As the owner of Grand Mills, it produces near 300,000 tons a year of flour, more than a quarter of the country’s total demand, while 570,000 tons, or 517 million kg of meat, dairy and eggs are produced from animals that directly use Agthia’s animal feed products, representing a significant proportion of the nation’s 660 million kg meat consumption. Meanwhile, fortifying foodstuffs with vitamins and minerals, as Agthia does to its flour and dairy products, adding vitamin D and calcium, counters utilisation indicators such as the prevalence of undernourishment, anaemia and vitamin A deficiency.
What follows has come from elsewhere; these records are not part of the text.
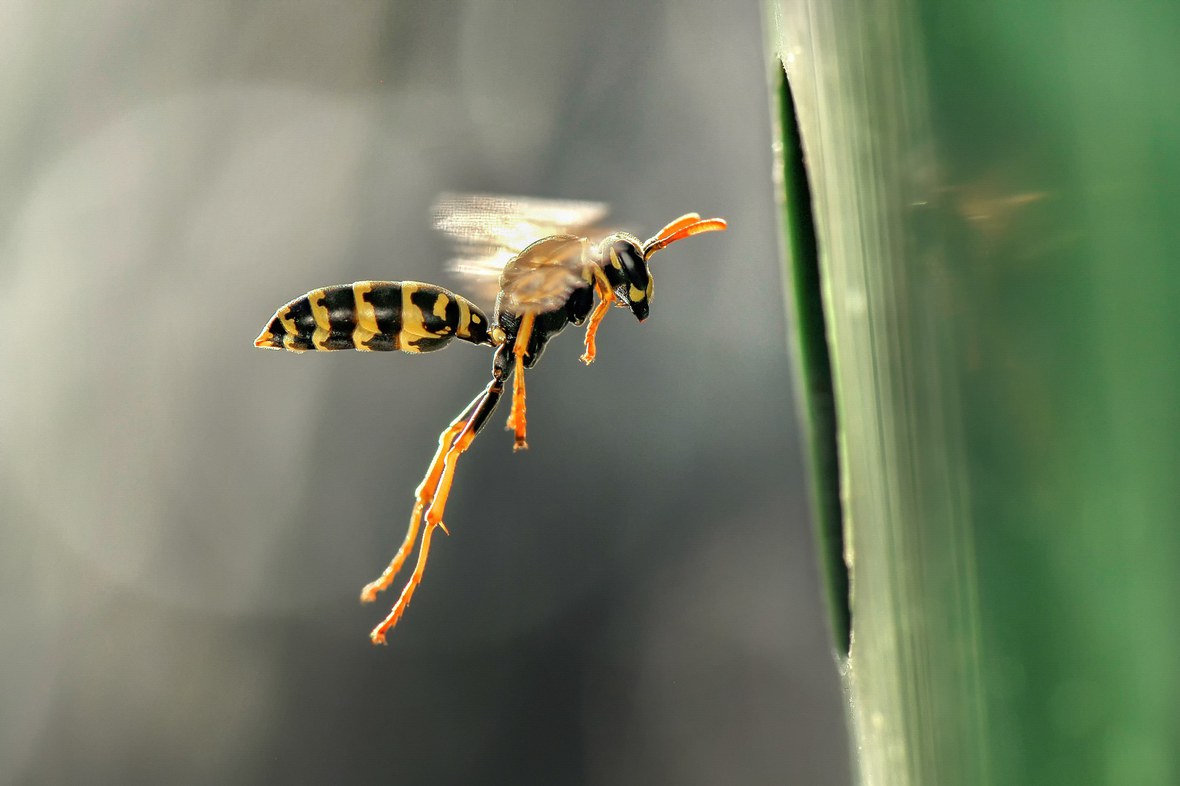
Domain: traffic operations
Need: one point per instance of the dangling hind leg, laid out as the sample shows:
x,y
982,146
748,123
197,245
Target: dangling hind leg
x,y
605,297
517,413
437,486
423,495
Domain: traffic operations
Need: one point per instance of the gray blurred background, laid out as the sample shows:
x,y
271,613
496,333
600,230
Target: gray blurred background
x,y
187,521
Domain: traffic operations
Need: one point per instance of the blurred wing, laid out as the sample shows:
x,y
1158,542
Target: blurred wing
x,y
544,274
489,230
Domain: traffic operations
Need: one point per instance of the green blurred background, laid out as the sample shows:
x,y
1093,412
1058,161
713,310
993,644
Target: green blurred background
x,y
187,521
996,196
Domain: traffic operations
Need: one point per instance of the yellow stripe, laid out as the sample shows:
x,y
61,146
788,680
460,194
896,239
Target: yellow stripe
x,y
412,315
284,316
465,318
366,315
322,327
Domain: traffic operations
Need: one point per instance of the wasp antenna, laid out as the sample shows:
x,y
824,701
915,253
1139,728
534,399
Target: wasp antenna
x,y
680,229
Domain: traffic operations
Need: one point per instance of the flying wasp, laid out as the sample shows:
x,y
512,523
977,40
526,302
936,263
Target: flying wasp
x,y
565,277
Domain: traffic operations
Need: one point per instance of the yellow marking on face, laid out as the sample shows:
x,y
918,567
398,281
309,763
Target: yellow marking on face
x,y
320,314
366,316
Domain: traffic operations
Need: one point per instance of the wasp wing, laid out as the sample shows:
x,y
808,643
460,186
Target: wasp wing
x,y
491,230
543,275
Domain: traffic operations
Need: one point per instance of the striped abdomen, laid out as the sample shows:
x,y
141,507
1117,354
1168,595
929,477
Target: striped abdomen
x,y
375,315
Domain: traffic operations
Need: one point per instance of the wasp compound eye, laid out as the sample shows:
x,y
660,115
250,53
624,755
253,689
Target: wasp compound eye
x,y
631,263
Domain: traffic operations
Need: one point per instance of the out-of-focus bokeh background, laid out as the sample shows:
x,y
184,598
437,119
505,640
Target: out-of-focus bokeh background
x,y
187,521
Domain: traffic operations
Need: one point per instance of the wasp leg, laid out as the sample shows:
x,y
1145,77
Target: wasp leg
x,y
605,299
517,413
423,495
480,410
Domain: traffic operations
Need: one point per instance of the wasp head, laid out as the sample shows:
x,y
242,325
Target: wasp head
x,y
628,273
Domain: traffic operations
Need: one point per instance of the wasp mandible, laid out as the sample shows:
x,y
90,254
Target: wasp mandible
x,y
565,277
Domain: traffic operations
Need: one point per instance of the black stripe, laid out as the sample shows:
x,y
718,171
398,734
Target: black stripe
x,y
341,307
381,342
424,299
299,312
386,299
276,329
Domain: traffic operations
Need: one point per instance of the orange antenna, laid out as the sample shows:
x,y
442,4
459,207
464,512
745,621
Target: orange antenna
x,y
684,227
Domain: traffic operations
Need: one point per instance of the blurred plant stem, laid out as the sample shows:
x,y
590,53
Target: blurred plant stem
x,y
985,270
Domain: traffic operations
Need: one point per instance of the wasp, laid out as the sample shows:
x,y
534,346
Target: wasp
x,y
541,287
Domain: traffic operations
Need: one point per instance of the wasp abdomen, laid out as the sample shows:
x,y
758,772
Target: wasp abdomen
x,y
375,315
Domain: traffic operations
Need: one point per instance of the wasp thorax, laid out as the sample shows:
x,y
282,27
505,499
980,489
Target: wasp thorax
x,y
628,273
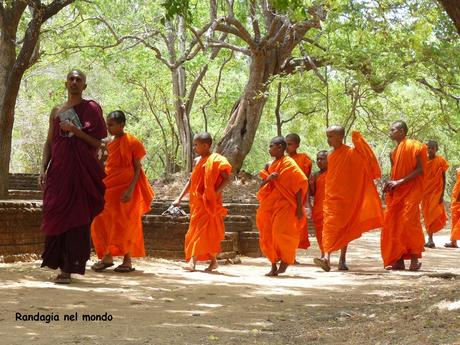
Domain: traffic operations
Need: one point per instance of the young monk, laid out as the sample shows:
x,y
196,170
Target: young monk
x,y
117,231
434,184
317,190
280,214
351,204
304,162
210,176
402,234
455,211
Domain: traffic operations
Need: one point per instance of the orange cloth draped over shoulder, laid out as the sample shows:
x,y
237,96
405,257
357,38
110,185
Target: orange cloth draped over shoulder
x,y
402,234
351,205
206,229
434,212
118,229
317,211
455,209
304,162
276,216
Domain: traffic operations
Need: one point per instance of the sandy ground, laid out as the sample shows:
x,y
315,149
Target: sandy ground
x,y
160,303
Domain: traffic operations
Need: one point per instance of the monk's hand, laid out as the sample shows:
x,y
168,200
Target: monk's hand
x,y
127,195
42,180
67,126
299,213
272,176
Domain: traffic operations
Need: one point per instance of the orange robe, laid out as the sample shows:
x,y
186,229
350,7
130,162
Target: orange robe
x,y
206,229
402,234
351,205
455,209
317,211
434,213
118,229
276,216
304,162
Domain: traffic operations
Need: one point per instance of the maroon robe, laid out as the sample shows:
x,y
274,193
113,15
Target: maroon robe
x,y
74,192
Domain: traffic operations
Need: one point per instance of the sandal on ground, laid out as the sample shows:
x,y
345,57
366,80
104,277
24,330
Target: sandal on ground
x,y
101,265
415,267
322,264
124,269
62,279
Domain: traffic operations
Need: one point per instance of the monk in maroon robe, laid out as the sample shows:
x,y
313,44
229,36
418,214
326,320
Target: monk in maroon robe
x,y
71,178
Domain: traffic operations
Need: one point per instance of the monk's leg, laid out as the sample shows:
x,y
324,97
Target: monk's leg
x,y
191,265
324,262
415,265
283,267
342,261
430,243
212,265
451,244
273,272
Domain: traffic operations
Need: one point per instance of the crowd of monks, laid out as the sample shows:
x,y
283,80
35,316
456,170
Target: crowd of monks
x,y
346,202
83,198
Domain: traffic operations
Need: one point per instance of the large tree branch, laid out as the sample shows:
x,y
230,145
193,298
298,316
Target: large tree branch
x,y
222,44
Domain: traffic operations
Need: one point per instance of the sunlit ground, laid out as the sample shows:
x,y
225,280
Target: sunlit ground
x,y
160,303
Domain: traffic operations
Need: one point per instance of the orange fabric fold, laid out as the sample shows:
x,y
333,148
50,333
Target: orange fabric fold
x,y
206,229
402,234
352,205
317,211
434,212
276,217
455,210
305,164
118,229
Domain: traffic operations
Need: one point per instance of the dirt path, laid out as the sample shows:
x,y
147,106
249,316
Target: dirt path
x,y
160,303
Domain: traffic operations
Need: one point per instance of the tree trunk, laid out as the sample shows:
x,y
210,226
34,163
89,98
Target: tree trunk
x,y
244,120
7,60
452,8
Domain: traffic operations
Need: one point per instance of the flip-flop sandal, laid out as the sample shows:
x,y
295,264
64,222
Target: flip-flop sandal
x,y
416,267
322,264
62,279
124,269
100,266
In terms of physical access to food, UAE residents are fortunate enough to receive foods from every corner of the globe, from Pakistani mangos to Devonshire clotted cream. This is because the country has so resolutely developed its infrastructure that it ranks among the best in the world: according to the Global Competitiveness Report, an annual assessment of the factors driving productivity and prosperity in 138 countries published by the World Economic Forum, the UAE sits in third place for the quality of its port infrastructure, second for its air transport infrastructure, and first for the quality of its roads.
Stability – whose indicators include the cereal import dependency ratio, the percent of arable land equipped for irrigation, the value of food imports over total merchandise exports – is the one dimension of food security that the UAE needs to show continuous vigilance because as a desert nation, it relies on external sources for food supply.
The UAE’s strategies to manage this risk are similar to our oil importing peers in Europe and Asia and their energy security policies. First of all, just as they maintain strategic petroleum reserves for emergencies, the UAE keeps reserves of water and grain: Agthia is required by the Abu Dhabi government to maintain excess stores of Al Ain water. Secondly, we diversify our supplies: Agthia is establishing bottling plants in other GCC countries to multiply water sources, and instead of depending on a single geography for cereal imports, grains are sourced from Canada, the US, Argentina, Europe, and Australia. And thirdly, we try and secure the raw materials themselves: Agthia rents a natural spring in Turkey.
In terms of long-term sustainability, however, there are several initiatives that are just beginning or have not even started yet. Some of these focus on conservation and recycling: managing food waste by redistributing it through the newly established UAE Food Bank, reducing waste in operations and manufacturing of food, and reusing treated wastewater. Others depend on R&D, like exploring forage that can grow in dry climates such as ours.
And of course, we try and produce what we can locally, such as Agthia’s new locally raised range of fresh chicken.
Over the coming months, we will be looking into innovative ways the UAE and others are considering food and food security, an issue that Sheikh Khalifa, the President, places at the top of the nation’s policy priorities.